Nevertheless, AIDS prevention workers in Senegal and Burkina Faso are concerned about how this information will be interpreted by people in their countries, most of whom are illiterate.
"This is a scientific approach which poses problems, as they are claiming something, even though it only reduces the risk by 60 percent," said Innocent Sewoa Laïson, senior programme manager of the African Council of AIDS Service Organisations (Africaso) based in Senegal. "There is a risk that this will jeopardise prevention efforts of the last 20 years."
Martine Somda, president of REV+, the acronym in French of an association for people living with HIV in Bobodioulasso, Burkina Faso's second largest city, agreed. "This is recent information. We do not intend to disseminate it since it could confuse people and cancel out what we have achieved. This must not work against the use of condoms."
Other AIDS activists took the view that the decision to remove, or not remove, the foreskin should be left to the individual.
"It is a traditional practice which can reduce the transmission of HIV, which each person must interpret in the way that they are able; this is how the message can be given," suggested Mamadou Sawadogo, coordinator of REDIPIV-BF, the French acronym of a national network of organisations for people infected and affected by HIV/AIDS in Burkina Faso.
Approximately two percent of Burkina Faso's 13.2 million people are HIV-infected, with higher rates in urban areas: 5.4 percent in the capital, Ouagadougou, and 3.8 percent in Bobodioulasso.
Over the last two decades, non-governmental organisations have made important strides in educating people about HIV and how to avoid contracting it, with increasing support from the authorities.
HIV prevalence has stayed stable for the last few years. Sales of subsidised condoms by PROMACO, an HIV prevention programme run by the non-profit social marketing organisation, Population Services International, in collaboration with Burkina Faso's National AIDS Programme, have risen from 500,000 in 1991 to 20 million in 2005.
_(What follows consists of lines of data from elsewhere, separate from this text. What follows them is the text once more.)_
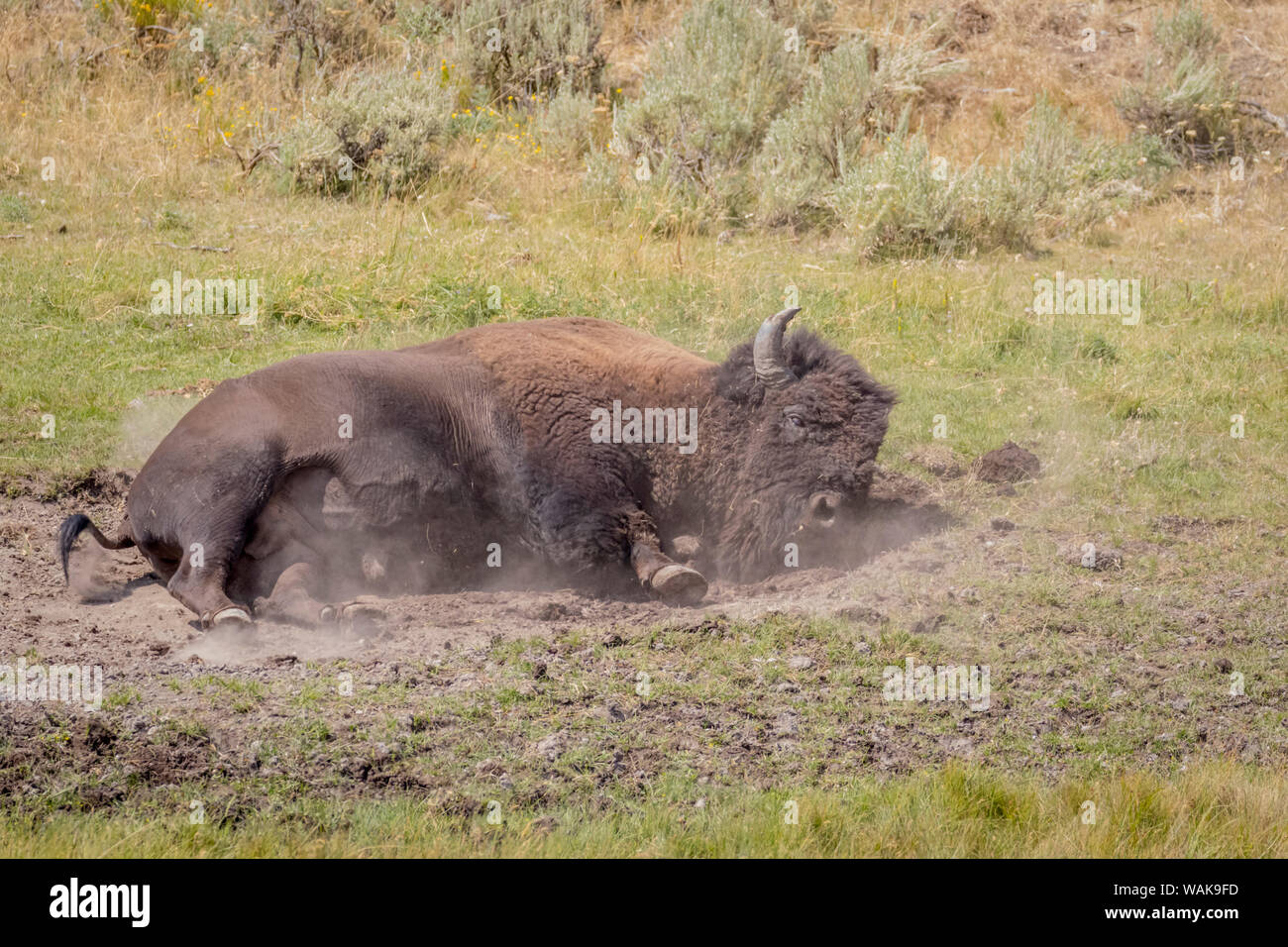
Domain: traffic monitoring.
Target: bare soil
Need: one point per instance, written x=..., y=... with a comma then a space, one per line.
x=116, y=613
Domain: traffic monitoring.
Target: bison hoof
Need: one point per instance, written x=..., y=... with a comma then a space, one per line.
x=361, y=616
x=231, y=617
x=679, y=583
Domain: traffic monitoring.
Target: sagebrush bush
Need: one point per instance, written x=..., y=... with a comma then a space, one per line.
x=858, y=90
x=897, y=201
x=901, y=200
x=390, y=129
x=524, y=48
x=1189, y=99
x=708, y=97
x=566, y=124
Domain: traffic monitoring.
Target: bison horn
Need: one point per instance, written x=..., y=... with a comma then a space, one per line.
x=772, y=368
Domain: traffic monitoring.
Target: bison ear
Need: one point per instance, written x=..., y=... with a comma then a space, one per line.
x=768, y=357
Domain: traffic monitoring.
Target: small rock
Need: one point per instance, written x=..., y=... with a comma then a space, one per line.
x=553, y=746
x=1008, y=464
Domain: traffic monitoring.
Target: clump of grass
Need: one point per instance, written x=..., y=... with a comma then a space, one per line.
x=566, y=124
x=708, y=99
x=390, y=129
x=518, y=50
x=1189, y=99
x=859, y=91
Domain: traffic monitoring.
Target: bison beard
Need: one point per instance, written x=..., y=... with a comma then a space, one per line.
x=335, y=474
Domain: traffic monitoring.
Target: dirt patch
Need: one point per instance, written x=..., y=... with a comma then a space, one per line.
x=116, y=608
x=1008, y=464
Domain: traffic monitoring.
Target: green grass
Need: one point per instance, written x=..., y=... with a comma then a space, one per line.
x=1218, y=810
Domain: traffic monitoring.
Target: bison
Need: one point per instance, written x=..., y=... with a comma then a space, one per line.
x=382, y=472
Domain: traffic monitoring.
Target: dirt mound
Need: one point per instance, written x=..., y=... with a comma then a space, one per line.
x=1008, y=464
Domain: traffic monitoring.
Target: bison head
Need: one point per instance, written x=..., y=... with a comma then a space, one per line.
x=809, y=421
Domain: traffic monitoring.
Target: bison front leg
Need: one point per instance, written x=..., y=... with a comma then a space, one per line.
x=657, y=571
x=292, y=602
x=580, y=531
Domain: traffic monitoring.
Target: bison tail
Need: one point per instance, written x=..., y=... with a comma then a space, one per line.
x=75, y=525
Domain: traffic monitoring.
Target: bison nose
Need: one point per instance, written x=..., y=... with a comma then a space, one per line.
x=822, y=509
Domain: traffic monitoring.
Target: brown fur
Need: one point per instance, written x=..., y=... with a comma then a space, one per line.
x=484, y=437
With AIDS information widely available, at least in urban areas, ordinary people have also expressed concerns that messages about the protective benefits of male circumcision could "muddy the waters".
"I have known men around me who were infected or have died from AIDS; some were circumcised, some weren't," said Djeneba Kone, who lives in Bobodioulasso.
Cynthia Sawadogo, a sex worker in the same town, said the announcement didn't change anything, and that "whether someone is circumcised or not, I still make my partner wear a condom."